Hatırlar mısınız, okul yıllarında bazı dersler size su gibi akıp giderken, bazıları da sanki Çin işkencesi gibi gelirdi? İşte tam da bu noktada, 1980'lerde bir eğitimci olan Benjamin Bloom çok ilginç bir soru sordu: Acaba her öğrenciye özel bir öğretmen olsa, öğrenme seviyeleri ne kadar yükselirdi? Bloom'un yaptığı araştırmalar gösterdi ki, eğer bir öğrenci bire bir, yani sadece ona özel bir öğretmenle çalışırsa, normal bir sınıftaki öğrencilere göre tam iki sigma daha iyi sonuçlar alabiliyor! Peki bu "iki sigma" ne demek? Kabaca şöyle düşünün: Sınıfın ortalama bir öğrencisi , en başarılı %2'lik dilime yükselebiliyor! Bloom'un bu harika fikri maalesef pratikte pek mümkün olmadı. Düşünsenize, her öğrenciye ayrı bir öğretmen tutmak hem çok maliyetli hem de o kadar çok öğretmeni nereden bulacağız ki? Belki bu 1980 dünyasında mümkün değildi. Fakat şu an geleceğin sihirli değneği devreye girdi: Yapay Zeka !
Yapay Zeka Bloom’un Hayalini gerçekleştirebilecek mi?
Benjamin Bloom'un "İki Sigma Problemi" üzerine kurulu vizyonu, yapay zeka (YZ) ve teknolojinin ilerlemesiyle önümüzdeki 10 yıl eğitim alanında devrim yaratma potansiyeli taşıdığını söylemek mümkün. Yapay zekanın eğitimdeki potansiyel rolü, birebir öğrenmenin demokratikleşmesi ile de kendini gösterecek. Adaptif öğrenme sistemleri (öğrencinin ne bildiğini ve ne bilmediğini anlayarak ona özel içerikler ve sorular sunan akıllı eğitim sistemleri) ve anlık geri bildirim mekanizmaları (bir öğrencinin yaptığı doğru ya da yanlış işlemlere hemen tepki veren yaklaşım.) sayesinde, her öğrencinin öğrenme hızına ve seviyesine uygun kişiselleştirilmiş bir eğitim deneyimi sunabilir. Bu bahsettiklerimizin pratik örneklerini de şimdilerde görmeye başladık. Khan Academy, Duolingo gibi platformlar; öğrencinin hangi konularda zorlandığını analiz edip ona özel tekrar materyali sunuyor. Yeni geliştirilmiş AI tabanlı asistanlar (örneğin Khanmigo) 7/24 her öğrenciye soru sorma imkânı veriyor. lasik sınıfta bir öğretmenin yüzlerce öğrenciye yetişemediği birebir yaklaşım, yapay zekâ sayesinde dijital ortamda ölçeklendirilebiliyor. Böylece öğrenciler eksiklerini anında görebiliyor, hatalarını tekrar edip hemen geribildirim alabiliyor. Bu durum Bloom’un da dediği “başarıya ulaşana dek öğrenme” prensibine benziyor..
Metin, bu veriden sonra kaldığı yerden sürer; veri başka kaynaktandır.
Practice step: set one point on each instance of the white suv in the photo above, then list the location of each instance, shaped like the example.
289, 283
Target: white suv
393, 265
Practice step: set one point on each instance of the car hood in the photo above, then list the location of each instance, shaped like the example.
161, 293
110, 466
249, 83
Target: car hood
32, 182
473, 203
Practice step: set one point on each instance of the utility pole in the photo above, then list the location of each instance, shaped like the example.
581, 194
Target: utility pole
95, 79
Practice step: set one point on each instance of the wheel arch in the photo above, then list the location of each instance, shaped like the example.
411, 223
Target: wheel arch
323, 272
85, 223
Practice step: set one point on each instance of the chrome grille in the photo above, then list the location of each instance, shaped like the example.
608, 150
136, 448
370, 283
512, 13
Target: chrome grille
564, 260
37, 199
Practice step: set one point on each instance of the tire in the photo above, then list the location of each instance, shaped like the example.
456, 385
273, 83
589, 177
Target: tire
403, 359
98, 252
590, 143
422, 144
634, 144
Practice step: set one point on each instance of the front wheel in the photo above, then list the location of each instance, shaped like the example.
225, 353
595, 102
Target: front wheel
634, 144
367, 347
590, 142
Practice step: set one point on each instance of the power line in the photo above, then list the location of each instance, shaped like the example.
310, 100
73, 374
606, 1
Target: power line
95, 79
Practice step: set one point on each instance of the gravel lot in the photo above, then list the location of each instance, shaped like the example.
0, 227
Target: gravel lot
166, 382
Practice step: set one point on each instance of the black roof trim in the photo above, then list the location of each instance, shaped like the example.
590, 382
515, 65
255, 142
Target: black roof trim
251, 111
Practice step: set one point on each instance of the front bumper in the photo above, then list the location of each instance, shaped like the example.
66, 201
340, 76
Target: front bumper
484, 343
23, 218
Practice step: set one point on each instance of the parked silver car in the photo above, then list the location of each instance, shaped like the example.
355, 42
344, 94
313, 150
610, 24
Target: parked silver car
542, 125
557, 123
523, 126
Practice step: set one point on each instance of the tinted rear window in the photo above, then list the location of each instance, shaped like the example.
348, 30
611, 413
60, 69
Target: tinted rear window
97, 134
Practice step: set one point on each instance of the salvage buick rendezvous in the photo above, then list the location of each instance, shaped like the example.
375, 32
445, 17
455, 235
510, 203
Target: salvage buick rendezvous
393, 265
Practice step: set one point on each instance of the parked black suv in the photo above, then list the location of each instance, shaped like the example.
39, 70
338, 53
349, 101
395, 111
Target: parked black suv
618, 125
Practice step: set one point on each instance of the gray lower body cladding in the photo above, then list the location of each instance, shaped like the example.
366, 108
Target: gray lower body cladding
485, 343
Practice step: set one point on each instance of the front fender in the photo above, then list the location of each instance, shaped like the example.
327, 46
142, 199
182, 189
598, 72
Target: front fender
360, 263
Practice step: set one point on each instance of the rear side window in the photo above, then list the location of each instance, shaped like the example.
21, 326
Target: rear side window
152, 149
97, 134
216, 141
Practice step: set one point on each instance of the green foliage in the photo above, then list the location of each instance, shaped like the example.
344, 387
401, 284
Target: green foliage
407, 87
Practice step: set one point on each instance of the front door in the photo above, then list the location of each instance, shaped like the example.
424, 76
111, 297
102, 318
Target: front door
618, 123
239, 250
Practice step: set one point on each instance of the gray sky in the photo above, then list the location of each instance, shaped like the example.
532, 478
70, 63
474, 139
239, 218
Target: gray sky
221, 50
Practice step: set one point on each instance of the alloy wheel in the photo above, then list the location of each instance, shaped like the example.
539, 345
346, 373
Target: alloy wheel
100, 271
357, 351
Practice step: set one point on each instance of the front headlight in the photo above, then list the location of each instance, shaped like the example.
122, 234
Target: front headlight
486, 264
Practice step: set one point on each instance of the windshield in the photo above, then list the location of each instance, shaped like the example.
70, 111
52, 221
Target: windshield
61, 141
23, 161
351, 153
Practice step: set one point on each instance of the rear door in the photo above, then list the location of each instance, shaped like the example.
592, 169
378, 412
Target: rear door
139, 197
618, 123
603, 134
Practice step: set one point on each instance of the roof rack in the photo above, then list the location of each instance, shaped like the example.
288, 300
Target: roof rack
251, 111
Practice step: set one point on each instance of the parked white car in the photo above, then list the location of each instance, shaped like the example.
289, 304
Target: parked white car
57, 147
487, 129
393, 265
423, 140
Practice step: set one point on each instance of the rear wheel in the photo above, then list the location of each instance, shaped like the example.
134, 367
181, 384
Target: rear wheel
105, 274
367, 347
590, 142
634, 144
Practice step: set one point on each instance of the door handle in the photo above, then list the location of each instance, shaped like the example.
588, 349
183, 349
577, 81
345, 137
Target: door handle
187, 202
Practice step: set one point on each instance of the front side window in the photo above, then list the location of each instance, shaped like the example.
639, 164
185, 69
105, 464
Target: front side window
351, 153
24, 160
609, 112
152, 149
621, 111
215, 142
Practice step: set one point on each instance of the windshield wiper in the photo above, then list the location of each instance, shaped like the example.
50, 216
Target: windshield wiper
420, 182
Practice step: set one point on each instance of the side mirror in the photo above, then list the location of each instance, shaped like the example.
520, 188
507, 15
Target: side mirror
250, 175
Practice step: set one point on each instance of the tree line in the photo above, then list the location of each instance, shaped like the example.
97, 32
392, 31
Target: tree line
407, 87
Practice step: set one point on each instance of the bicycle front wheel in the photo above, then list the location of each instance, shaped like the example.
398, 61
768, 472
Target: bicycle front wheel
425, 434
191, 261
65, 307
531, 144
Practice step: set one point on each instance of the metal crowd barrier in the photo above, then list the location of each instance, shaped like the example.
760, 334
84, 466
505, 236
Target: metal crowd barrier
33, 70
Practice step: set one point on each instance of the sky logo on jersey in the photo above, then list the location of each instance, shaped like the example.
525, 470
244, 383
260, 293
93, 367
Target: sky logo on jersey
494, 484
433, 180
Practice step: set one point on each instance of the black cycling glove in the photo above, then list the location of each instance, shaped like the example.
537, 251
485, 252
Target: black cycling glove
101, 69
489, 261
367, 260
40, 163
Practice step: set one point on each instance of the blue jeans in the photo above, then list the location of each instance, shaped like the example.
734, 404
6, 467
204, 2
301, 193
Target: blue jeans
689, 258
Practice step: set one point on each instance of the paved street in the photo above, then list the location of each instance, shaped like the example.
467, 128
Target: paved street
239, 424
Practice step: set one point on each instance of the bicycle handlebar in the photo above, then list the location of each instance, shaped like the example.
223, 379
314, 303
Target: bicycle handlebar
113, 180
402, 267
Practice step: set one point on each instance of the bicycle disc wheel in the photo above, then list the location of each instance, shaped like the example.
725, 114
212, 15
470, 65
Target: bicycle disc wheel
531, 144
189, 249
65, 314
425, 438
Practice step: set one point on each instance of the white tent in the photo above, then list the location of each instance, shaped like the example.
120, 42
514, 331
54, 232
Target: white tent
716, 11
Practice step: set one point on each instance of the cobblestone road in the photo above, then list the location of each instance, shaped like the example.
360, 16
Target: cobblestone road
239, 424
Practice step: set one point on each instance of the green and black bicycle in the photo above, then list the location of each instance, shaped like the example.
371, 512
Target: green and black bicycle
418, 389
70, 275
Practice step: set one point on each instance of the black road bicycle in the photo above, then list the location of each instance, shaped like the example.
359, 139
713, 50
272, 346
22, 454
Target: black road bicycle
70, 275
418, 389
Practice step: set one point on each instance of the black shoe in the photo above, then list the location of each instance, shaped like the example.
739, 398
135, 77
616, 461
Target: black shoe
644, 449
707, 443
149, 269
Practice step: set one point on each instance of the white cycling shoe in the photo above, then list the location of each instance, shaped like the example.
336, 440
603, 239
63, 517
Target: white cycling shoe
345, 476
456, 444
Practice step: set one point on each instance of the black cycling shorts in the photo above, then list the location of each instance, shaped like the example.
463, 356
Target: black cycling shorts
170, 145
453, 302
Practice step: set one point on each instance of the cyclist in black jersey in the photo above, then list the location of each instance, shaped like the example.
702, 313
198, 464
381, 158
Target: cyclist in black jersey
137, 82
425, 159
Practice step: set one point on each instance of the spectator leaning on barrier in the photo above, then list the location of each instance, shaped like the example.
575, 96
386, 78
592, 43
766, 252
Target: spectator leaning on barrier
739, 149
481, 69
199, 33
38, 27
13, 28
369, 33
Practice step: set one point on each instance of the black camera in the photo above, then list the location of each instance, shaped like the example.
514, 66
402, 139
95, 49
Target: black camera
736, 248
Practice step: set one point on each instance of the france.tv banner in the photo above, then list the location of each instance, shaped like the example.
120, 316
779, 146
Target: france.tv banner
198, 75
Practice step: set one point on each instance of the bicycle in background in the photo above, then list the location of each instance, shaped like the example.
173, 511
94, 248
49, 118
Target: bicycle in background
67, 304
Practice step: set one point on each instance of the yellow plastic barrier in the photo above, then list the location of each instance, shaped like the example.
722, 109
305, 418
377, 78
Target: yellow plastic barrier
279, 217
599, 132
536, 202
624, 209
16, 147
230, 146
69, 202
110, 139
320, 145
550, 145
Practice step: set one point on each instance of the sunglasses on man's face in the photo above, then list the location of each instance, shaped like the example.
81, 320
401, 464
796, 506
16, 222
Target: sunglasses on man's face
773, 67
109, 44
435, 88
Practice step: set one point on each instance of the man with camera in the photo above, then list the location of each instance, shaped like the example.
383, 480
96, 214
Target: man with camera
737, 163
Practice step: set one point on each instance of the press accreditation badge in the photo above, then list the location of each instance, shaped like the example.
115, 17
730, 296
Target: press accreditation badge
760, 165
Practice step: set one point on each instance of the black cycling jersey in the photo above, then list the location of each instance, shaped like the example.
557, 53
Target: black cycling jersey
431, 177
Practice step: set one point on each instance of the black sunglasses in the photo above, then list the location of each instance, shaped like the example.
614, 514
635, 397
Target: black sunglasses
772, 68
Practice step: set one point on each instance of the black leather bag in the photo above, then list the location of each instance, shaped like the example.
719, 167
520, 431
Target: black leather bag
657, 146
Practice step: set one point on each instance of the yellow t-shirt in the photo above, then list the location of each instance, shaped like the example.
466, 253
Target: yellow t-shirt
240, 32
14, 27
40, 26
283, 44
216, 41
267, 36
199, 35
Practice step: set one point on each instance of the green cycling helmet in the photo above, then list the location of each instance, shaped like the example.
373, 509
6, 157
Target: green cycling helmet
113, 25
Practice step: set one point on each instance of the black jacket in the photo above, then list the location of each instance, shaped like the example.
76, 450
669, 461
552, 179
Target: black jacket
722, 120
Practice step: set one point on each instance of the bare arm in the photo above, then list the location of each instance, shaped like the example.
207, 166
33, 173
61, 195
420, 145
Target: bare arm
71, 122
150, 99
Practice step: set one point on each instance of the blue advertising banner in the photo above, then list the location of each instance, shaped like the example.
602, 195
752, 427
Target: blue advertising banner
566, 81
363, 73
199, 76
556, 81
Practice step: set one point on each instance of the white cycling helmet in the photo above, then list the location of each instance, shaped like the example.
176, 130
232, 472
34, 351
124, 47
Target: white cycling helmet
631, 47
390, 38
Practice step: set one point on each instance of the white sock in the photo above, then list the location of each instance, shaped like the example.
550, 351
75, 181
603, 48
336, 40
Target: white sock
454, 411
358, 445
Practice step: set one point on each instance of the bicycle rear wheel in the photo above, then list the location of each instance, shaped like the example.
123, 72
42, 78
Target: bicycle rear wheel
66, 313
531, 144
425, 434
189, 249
Geleceğe Umutlu Ama Temkinli Bakış
Genel olarak baktığımızda, yapay zekânın eğitimde gerçek anlamda bir devrim potansiyeli taşıdığı görülüyor. Öğrenciler için 7/24 çalışan birer sanal öğretmen hayal etmek artık mümkün. Ancak UNESCO gibi kurumlar da uyarıyor: Yapay zekâ okullara hızla girmekte ama hâlâ bunu denetleyecek net düzenlemeler eksik. Şu ana kadar hiçbir yapay zekâ uygulamasının öğrencilerin başarılarını kesin olarak artırdığı kanıtlanmış değil.Bir eğitim bilimci olarak da şunu akılda söylemeliyim ki, eğitim temelde sosyal bir faaliyettir – bir öğrencinin yalnızca bilgisayar ekranına bakarak tüm gerçek öğrenmesini sağlamasını bekleyemeyiz.
Buna rağmen yapay zeka ve eğitim teknolojilerinin geleceği oldukça umut verici. Yapay zekâ, işlerini kolaylaştıran bir araç olacağını; öğretmenleri bürokrasi yükünden kurtulabileceğini ve öğrenciye birebir vakit ayırma fırsatı yaratabileceğini görmek oldukça mümkün.
“Yeni yazıda buluşmak dileğiyle, bilgiyle kalın.”